0

I am not sure how to word this properly, so I will try to explain this with a replicable example.

I have thousands of entries in a pandas.DataFrame object. I want to export each row as its own json file with a few keys that are not explicitly available in the data frame's structure.

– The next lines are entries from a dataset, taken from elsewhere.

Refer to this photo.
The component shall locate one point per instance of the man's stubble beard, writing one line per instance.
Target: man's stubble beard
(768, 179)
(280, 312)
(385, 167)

My data frame, df, looks as follows:

> df = pd.DataFrame({'ID':['0','1','2'],
                     'NAME':['jimmy','james','joben'],
                     'LAST':['neutron','baxter','segel'],
                     'ADDRESS':['101 ocean avenue','202 bubble gum county','303 china town'],
                     'COUNTY':['yellow card park','candy kingdom','universal studio']})
ID NAME LAST ADDRESS COUNTY
0 jimmy neutron 101 ocean avenue yellow card park
1 james baxter 202 bubble gum county candy kingdom
2 joben segel 303 china town universal studio

I want to transform each row to json files with the following structure:

  • 'ID'
  • 'PERSONAL', which encloses NAME and LAST
  • 'GEO', which encloses ADDRESS and COUNTY

In other words, I would like the first transformed row to look as follows:

{
    'ID':'0',
    'PERSONAL':
        {
            'NAME':'jimmy',
            'LAST':'neutron'
        },
    'GEO':
        {
            'ADDRESS':'101 ocean avenue',
            'COUNTY':'yellow card park'
        }
}

I was thinking of converting df into a pandas.MultiIndex structure to add the PERSONAL and GEO indices and then export each row with pandas.DataFrame.to_json. However, I'm not sure if this will work and wanted to ask around prior to trying this.

Arturo Sbr
  • 5,567
  • 4
  • 38
  • 76

2 Answers2

2

Pandas is equipped for this out of the box.

pandas.DataFrame.to_json

here is the example dataframe:

import json
df = pd.DataFrame(
    [["a", "b"], ["c", "d"]],
    index=["row 1", "row 2"],
    columns=["col 1", "col 2"],
)

Here is the result using to_json():

result = df.to_json(orient="split")
parsed = json.loads(result)
json.dumps(parsed, indent=4)  
{
    "columns": [
        "col 1",
        "col 2"
    ],
    "index": [
        "row 1",
        "row 2"
    ],
    "data": [
        [
            "a",
            "b"
        ],
        [
            "c",
            "d"
        ]
    ]
}

here is the link: https://pandas.pydata.org/pandas-docs/stable/reference/api/pandas.DataFrame.to_json.html

D.L
  • 4,339
  • 5
  • 22
  • 45
  • I upvoted this because I appreciate the effort. However, I am confused as to how to apply `to_json` to my problem. Your example has the column names as its own key, rather than setting new keys (PERSONAL and GEO) and assigning certain columns to each one. Can you expand on this please? – Arturo Sbr May 26 '21 at 20:18
  • it seems from the next answer below that it has been done for you. However, you would just replace the column names `columns=` with your own columns headings and the data in the table with your own data. `df.columns = ['ID', 'PERSONAL.NAME', 'PERSONAL.LAST', 'GEO.ADDRESS', 'GEO.COUNTY']` – D.L May 27 '21 at 20:34
1

As per the function provided here @Parsa T. You can just change the column names and use the function to get the required result.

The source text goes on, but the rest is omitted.